Está a punto de acabar la Feria de Albacete. Detrás está el otoño, la
estación de los paisajes más bellos, la mejor para perderse por el campo, entre
atardeceres en tecnicolor, robledales rojos y suelos tapizados de hojas. Me he
adelantado un poco, sin salir de mi casa, asomado a los poemas de Edward Thomas
(1878-1917), que me muestra paisajes ingleses, llenos de verdor, neblina y
soles tibios: “No hay nada como el sol hasta que estamos muertos”. Un poeta de
salir a pasear, un portillo por el que escaparse cuanto más aprietan la vuelta
al instituto, la bronca municipal y el ajetreo social de nuestra Feria. Un
descubrimiento. ¿Cuántos poetas nos quedan por descubrir que merecen la pena? No
soy muy exigente: “de hecho, aquí no hay nada / salvo un lugar callado donde
antaño hubo ruido, / nosotros y los árboles, imperfectos amigos / desde que
echó a andar el tiempo; y, sin embargo, / entre ellos y nosotros aún se tiende
un misterio”.
De todos los poetas que uno lee con gusto, siempre queda una
sensación que se apaga despacio al alejarse. La ventaja es que puedes reavivarla
con una relectura o con el regurgitado de unos versos que se quedan flotando: “pero
las aves tienen / lo santo que han perdido las campanas”. En el caso de Thomas,
la sensación resultante es la de haber dado un paseo por el campo. Quizá por
eso, en su tiempo, lo tildaron de paisajista. Y existe una tradición que
menosprecia a los poetas descriptivos, y que en las islas británicas se remonta
a Yeats, que veía mal hablar de la naturaleza sin más, sigue con Pound cuya máxima
de evitar toda descripción en poesía figura en los cánones del género, y llega
hasta Eliot que permitió un poco la descripción, siempre que fuera el reflejo
de un estado del ánimo, con su teoría del correlato objetivo.

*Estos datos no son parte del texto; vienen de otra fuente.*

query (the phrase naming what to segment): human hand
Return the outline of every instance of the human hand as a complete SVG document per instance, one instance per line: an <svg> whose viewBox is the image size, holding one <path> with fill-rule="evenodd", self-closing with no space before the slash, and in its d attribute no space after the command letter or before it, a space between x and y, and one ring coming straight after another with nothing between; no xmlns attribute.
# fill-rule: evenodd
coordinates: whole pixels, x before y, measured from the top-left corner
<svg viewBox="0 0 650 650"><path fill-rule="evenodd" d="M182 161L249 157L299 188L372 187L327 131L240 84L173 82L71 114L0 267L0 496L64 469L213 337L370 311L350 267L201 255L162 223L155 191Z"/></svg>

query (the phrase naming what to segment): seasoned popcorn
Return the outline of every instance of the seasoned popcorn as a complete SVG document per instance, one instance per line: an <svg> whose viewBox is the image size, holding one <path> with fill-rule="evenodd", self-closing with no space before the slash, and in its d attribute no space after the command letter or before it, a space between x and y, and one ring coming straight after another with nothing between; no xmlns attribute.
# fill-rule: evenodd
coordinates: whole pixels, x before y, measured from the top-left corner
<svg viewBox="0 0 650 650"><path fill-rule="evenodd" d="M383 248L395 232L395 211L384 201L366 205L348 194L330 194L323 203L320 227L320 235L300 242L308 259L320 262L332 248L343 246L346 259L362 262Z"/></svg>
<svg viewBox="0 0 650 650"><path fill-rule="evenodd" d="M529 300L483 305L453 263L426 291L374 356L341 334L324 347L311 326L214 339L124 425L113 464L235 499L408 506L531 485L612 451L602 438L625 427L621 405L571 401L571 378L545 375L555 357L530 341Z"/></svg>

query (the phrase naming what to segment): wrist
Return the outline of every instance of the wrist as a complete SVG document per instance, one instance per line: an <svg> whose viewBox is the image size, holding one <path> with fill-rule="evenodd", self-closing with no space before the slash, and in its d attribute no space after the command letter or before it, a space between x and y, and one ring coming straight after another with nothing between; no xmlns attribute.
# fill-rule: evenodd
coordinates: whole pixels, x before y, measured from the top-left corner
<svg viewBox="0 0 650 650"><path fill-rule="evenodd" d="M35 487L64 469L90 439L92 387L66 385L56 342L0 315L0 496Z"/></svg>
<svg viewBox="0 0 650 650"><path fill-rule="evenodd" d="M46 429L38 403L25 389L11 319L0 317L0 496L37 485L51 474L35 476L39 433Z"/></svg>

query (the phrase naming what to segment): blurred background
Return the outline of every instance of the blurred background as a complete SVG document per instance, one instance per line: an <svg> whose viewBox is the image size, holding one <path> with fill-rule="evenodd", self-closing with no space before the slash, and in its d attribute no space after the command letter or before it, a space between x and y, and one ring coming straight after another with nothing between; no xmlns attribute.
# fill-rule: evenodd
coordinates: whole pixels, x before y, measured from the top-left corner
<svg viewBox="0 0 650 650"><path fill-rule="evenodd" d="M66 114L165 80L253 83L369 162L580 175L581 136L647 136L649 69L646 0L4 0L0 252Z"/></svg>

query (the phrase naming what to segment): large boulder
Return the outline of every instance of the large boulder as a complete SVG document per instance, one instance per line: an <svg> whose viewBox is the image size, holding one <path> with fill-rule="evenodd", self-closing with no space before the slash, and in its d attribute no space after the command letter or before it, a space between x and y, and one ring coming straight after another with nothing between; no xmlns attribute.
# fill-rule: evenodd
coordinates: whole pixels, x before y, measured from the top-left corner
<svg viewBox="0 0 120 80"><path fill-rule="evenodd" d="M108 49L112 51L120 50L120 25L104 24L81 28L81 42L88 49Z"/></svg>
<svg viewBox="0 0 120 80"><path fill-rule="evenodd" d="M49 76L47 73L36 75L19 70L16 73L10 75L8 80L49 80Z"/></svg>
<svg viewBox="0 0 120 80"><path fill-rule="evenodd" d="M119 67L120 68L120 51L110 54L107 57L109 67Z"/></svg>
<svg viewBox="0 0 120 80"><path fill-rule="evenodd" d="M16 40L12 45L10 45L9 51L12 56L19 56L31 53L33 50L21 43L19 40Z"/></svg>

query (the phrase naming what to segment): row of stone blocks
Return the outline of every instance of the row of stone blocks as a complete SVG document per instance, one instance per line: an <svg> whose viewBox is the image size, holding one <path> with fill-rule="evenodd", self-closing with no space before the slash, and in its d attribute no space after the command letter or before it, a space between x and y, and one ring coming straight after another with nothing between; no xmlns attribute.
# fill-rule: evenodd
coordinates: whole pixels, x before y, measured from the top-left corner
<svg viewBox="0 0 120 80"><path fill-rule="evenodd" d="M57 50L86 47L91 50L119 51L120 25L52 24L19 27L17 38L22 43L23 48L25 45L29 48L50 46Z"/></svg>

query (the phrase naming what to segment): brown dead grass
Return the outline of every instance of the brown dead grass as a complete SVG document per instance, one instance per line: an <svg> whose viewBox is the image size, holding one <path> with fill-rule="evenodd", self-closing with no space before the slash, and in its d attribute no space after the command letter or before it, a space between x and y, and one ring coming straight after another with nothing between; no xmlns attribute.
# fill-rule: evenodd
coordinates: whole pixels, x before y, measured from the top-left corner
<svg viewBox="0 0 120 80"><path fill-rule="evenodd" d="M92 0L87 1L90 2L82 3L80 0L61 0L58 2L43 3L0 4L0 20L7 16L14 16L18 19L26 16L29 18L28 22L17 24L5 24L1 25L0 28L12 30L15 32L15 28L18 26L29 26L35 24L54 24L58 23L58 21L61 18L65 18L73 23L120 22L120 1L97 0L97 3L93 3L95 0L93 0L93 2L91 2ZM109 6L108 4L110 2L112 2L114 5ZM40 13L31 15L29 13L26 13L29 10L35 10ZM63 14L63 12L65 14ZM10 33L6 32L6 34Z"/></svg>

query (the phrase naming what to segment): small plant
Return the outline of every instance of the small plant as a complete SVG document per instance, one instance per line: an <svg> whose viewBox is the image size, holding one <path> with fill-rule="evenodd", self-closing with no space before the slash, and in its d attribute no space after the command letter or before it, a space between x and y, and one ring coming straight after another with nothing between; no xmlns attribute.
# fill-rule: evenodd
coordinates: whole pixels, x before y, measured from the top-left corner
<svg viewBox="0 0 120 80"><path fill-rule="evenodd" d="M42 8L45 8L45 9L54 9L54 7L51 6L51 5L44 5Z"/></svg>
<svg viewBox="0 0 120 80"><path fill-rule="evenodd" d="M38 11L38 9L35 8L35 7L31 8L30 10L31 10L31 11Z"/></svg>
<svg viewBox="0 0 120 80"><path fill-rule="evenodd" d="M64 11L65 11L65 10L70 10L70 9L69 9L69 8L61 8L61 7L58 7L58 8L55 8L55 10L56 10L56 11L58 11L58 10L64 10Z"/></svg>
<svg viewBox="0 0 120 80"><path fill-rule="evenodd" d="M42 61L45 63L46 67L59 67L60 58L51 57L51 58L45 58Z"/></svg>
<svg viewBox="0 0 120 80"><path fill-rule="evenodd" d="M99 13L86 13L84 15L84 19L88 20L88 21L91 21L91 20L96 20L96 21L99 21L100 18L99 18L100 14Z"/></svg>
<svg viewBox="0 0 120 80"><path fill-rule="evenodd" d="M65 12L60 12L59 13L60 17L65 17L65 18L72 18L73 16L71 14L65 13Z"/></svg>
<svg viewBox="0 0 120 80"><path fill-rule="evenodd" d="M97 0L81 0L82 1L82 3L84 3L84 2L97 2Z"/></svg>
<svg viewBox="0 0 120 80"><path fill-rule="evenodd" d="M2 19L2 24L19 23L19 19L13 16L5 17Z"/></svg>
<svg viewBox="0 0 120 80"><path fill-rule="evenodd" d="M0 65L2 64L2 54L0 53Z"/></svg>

Pero yo leo a Thomas y no entiendo nada de todas estas reticencias.
Su paisajismo incluye, además de la descripción, el paso del tiempo por el
paisaje descrito. Y de ambos elementos, paisaje y tiempo, emana siempre un toque
de emoción. Unas veces es un transcurso fugaz, como el del tren: “mientras
pasó, fue nulo el tiempo”. Otras veces es un paraje en el que nunca habíamos
reparado hasta que desapareció (Lo conocí
al perderlo). En más ocasiones, un árbol, un paraje o el canto de un ave
rescatan una escena perdida: “Y durante un minuto el mirlo / cantó muy cerca, y
con él, cada / vez más lejos, todas las aves / que en Osfordshire y
Gloucesteershire cantan”.
Pero lo más sorprendente de Edward Thomas, para quienes no entienden
cómo funciona la poesía, es que empezó a escribir versos con treinta y seis
años. ¿Cómo se puede llegar a ser tan bueno a esa edad? Evidentemente había
practicado mucho, para afinar el oficio. Sin embargo, también había vivido
mucho y escrito más de veinte libros de otros géneros. De hecho, muchos de sus
poemas son un destilado de temas recogidos en libros anteriores, que pueden
considerarse así ensayos de lo que luego sería su obra en verso. Un prosista
mediocre se convirtió de esta manera en un poeta excelente porque estaba
entrenándose para serlo sin darse cuenta. Le duró poco la inspiración. Recién
cumplidos los cuarenta, enrolado en las tropas británicas, murió en un
bombardeo en el principio de la batalla de Arras.
Le costó mucho a su viuda sacarlo del anonimato, porque era un
descriptivo, pero ya no ha parado. Edna Longley lo considera el eslabón que une
Hardy con Larkin. Un clásico, mira por dónde, y ahora vengo yo a enterarme. El
rescate en castellano es de Gabriel Insausti, que insiste mucho en recuperar la
forma de los poemas, la rima sobre todo, con lo difícil que eso resulta incluso
en castellano. Al lado de logros excelentes, hay bastantes poemas que se me
caen, lo que me ha permitido practicar uno de mis vicios favoritos: la
reescritura de versiones con lápiz en el libro. Por cierto, una edición
primorosa, una caricia para las manos.
Gabriel
Insausti: Poesía completa de Edward Thomas. Ed. Pre-textos, 2012.